Voilà, frères et sœurs, le conseil du Prince de ce monde: «dormez!» Il est le roi de l’hypnose: «Vous dormez? vos paupières sont lourdes? dormez!» Et finalement, cela ne nous gêne pas trop de fermer les yeux sur tant d’horreurs. Il y a bien des veilleurs qui lancent un cri, dans la nuit de nos sociétés qui ne respectent plus la vie. Mais qui les entend?

Prenons un exemple: connaissez-vous M. Tabaré Vázquez? Non? C’est un veilleur, un vrai, mais vous ne risquez pas de le connaître car nos media veillent aussi, à leur façon. Il a prononcé un discours il y a deux semaines. Prenons-en quelques extraits: «Il est admis par tous que l’avortement est un mal social qu’il faut éviter? La législation ne peut méconnaître la réalité de l’existence de la vie humaine lors de la gestation, telle que le révèle la science?. Des découvertes révolutionnaires montrent l’évidence qu’à partir de la conception il y a une vie humaine nouvelle, un nouvel être? Le vrai degré de civilisation se mesure à la capacité qu’a une société de protéger ceux qui en ont le plus besoin. C’est pour cela que l’on doit protéger les plus faibles? Il est préférable de chercher une solution qui repose sur la solidarité, qui permette de promouvoir la femme et l’enfant, en lui donnant la liberté de pouvoir faire d’autres choix et, ainsi, de sauver l’une et l’autre.» Mais qui est l’auteur de ce texte si politiquement incorrect? C’est le Président de la République de l’Uruguay qui vient de mettre son veto à la loi de dépénalisation de l’avortement dans son pays. Chapeau!
Mais «dormez! vos paupières sont lourdes? dormez!» Le Prince de ce monde a réussi son pari: nos paupières sont closes et nous nous sommes laissé anesthésier, l’air de rien.

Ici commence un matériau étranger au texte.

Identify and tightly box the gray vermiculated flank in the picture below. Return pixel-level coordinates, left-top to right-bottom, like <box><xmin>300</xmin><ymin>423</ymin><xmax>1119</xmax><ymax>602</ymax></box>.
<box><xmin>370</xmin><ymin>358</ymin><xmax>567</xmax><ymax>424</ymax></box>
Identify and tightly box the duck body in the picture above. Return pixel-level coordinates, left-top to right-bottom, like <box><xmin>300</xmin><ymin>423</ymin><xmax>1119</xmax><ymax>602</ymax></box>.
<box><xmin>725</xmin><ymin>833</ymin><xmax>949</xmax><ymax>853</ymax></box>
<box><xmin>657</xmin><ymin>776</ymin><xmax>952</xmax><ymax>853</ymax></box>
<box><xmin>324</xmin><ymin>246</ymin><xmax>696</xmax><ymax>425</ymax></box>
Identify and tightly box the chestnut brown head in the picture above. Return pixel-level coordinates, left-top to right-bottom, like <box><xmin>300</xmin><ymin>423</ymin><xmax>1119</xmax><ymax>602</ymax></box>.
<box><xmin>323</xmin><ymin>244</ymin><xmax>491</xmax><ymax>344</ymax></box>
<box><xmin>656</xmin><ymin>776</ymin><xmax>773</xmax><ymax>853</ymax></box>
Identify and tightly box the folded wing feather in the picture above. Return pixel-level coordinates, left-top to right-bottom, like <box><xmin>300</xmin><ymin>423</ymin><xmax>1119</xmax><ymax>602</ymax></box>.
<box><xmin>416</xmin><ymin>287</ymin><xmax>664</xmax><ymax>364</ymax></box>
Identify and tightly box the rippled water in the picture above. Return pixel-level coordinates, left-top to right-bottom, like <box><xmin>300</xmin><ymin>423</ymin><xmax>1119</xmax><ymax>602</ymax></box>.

Bien sûr, il y a les insomniaques qu’il n’a pas encore réussi à endormir. Ceux-là, il les berce de douces illusions, dans la chaleur douillette de la couette. Et il leur chantonne le refrain qu’ils aiment entendre. Mais si, vous savez bien: «Louis-Marie – je prends ce prénom au hasard, vous pouvez en mettre un autre, le vôtre par exemple -. Louis-Marie, tu es vraiment extraordinaire. Bien sûr, tu n’es pas parfait, mais qui l’est d’ailleurs? Tu as de telles qualités que tu en deviendrais presque indispensable. Si, si, je t’assure, indispensable. Que deviendrait TA chorale sans toi? – Là aussi, remplacez «chorale» par ce que vous voudrez – et d’ailleurs LA chorale se porte très bien sans moi – vous en avez la preuve ce matin! – Allons, pas de fausse modestie, tu es indispensable et ceux qui t’entourent n’ont pas su discerner ta valeur». Et nous ronronnons d’aise, comme un gros chat qui se laisse caresser, les paupières closes, devant les flammes de l’âtre. Mais peut-être ne sont-ce pas que les flammes de la cheminée!

Ouvrons les yeux, frères et sœurs, avant qu’il ne soit trop tard! Veillons!
Veillons sur nous! Nous avons entendu ces paroles terribles du prophète Isaïe: Nous avons irrité le Seigneur par notre obstination dans le péché, nous sommes desséchés comme des feuilles mortes Jésus pleure sur Jérusalem qui n’a pas voulu l’accueillir. Que voulez-vous faire de plus? Avons-nous le cœur desséché à ce point?
Veillons sur les autres! Saint Dominique dans sa prière nocturne criait vers le Seigneur: «Que vont devenir les pécheurs?» Vous est-il arrivé de vous réveiller en pleine nuit et là, de prendre un chapelet, de parler au Seigneur, pour ceux qui crient leur souffrance dans les hôpitaux, pour ceux qui à ce moment-là meurent, vendent leur corps ou bien achètent celui des autres? Que vont devenir les pécheurs? Qu’allons-nous devenir, Seigneur, nous sommes tous l’ouvrage des tes mains!

Veillons, frères et sœurs! La vie éternelle est à ce prix! Nous avons assez perdu de temps! Amen.